In Williams v. Hospital Service of Jefferson, the plaintiff was injured as she was pushed in a wheelchair by an employee of West Jefferson Medical Center in Marrero, Louisiana. A wheel on the chair came off, she fell, and she was injured. She sued the hospital for negligent failure to repair the wheelchair and failure to insure that the wheelchair was in proper working condition. The sole issue the Supreme Court considered was whether the alleged negligence fell under the MMA. The Supreme Court of Louisiana determined it did not and sent the case back to the district court for further proceedings.
The Louisiana State Legislature enacted the MMA in 1975. One reason for the law was to provide health care providers with some advantages in actions against them for malpractice by limiting the damages that can be collected and requiring that each claim first be reviewed by a medical panel.
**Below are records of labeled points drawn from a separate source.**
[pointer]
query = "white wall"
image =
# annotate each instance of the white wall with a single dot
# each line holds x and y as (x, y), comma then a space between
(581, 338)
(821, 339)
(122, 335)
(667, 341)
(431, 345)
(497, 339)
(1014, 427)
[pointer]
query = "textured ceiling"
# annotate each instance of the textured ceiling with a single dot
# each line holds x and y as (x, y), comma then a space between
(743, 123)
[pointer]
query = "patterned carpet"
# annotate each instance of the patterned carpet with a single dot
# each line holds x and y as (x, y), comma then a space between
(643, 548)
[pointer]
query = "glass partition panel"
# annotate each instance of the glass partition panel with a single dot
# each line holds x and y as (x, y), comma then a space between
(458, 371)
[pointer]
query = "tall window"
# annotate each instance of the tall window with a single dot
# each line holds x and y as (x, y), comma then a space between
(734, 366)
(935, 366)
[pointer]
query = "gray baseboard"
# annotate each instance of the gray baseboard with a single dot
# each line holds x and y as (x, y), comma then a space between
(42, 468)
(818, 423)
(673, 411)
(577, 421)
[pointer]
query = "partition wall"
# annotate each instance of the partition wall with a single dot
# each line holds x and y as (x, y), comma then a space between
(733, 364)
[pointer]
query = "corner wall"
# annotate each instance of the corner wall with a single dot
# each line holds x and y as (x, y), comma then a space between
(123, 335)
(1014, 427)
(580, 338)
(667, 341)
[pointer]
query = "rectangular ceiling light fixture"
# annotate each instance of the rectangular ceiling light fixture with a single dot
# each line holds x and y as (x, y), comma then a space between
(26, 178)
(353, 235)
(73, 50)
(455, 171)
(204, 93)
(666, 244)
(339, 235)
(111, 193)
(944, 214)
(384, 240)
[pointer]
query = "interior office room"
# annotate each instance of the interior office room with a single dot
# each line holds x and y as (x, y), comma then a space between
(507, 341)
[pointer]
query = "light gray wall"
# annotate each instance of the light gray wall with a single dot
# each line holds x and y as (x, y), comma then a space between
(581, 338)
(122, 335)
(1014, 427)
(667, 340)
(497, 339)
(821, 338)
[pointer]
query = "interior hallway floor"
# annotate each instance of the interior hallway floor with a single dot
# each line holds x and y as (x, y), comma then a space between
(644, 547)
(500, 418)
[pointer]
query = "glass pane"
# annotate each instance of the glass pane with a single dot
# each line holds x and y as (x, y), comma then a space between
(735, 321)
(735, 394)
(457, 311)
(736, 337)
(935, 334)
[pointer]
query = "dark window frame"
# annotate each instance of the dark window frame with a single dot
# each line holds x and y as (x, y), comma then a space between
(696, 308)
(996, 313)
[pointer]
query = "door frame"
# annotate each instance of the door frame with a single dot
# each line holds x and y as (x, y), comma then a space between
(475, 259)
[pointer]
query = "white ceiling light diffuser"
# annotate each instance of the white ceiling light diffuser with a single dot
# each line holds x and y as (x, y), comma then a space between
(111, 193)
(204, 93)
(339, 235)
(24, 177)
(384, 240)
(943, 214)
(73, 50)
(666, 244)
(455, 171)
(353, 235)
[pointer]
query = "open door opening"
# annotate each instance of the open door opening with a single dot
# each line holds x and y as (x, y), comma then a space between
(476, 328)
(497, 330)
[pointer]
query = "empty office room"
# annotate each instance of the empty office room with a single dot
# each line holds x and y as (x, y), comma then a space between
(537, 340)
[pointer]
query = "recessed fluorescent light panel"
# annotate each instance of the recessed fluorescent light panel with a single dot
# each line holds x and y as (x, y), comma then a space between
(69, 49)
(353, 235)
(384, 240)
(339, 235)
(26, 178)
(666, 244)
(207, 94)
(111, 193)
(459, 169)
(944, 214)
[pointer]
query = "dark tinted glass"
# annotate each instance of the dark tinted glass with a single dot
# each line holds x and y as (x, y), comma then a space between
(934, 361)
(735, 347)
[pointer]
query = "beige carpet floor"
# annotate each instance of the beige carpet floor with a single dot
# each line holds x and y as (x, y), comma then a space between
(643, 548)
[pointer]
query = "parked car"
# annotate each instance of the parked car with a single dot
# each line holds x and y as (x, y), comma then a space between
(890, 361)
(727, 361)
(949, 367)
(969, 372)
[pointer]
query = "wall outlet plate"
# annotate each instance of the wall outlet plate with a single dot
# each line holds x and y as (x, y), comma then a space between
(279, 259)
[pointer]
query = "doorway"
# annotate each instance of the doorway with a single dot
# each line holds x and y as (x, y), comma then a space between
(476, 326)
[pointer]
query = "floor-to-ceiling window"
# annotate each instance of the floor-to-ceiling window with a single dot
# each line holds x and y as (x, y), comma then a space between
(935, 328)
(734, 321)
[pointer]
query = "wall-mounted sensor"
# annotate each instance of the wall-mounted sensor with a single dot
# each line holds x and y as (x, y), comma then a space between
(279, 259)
The MMA only applies to claims “arising from medical malpractice” under La.Rev.Stat. 40:1299.41(1). Negligent behavior of health care providers that does not fit in the medical malpractice definition are governed by traditional tort principles. Courts have construed the coverage of the MMA strictly.
Under Louisiana law, malpractice is any unintentional tort or breach of contract in the execution or failure to execute health care services by a health care provider to a patient. Malpractice includes the transportation, loading and unloading of patients as well as defects in medicine, drugs, transplants, blood, tissue and flaws in implanted or external prosthetics.
To further clarify the definition, in Coleman v. Deno the Supreme Court provided six factors to be considered in determining whether malpractice is present:
First, was the wrong treatment related? Was it caused by a failure in professional skill?
Second, Does the determination of a breach of the standard or care require evidence from a medical expert?
Third, did the wrong involve assessment of the patient’s condition?
Fourth, Was the wrong committed by a physician against a patient? Did the wrong occur through an action that the hospital has a license to perform?
Fifth, would the injury have occurred if the patient did not seek treatment?
and Sixth, was the alleged wrong intentional?
The Supreme Court applied these tests to this case and found that the alleged wrong, the failure of the hospital to keep a wheelchair in proper working condition, was not sufficiently related to health care or professional services to fall within the MMA.
When an injured party seeks the help of an attorney in bringing a liability claim it is the attorney’s job to decide what type of claim should be brought. As here, just because the injury may have occurred to a patient in a hospital due to negligent behavior of a hospital employee does not necessarily make the case medical malpractice. Medical malpractice may not be the best legal theory to base a case on. A traditional negligence claim does not face the same damage limitations or medical review panel approval requirements as a medical malpractice claim.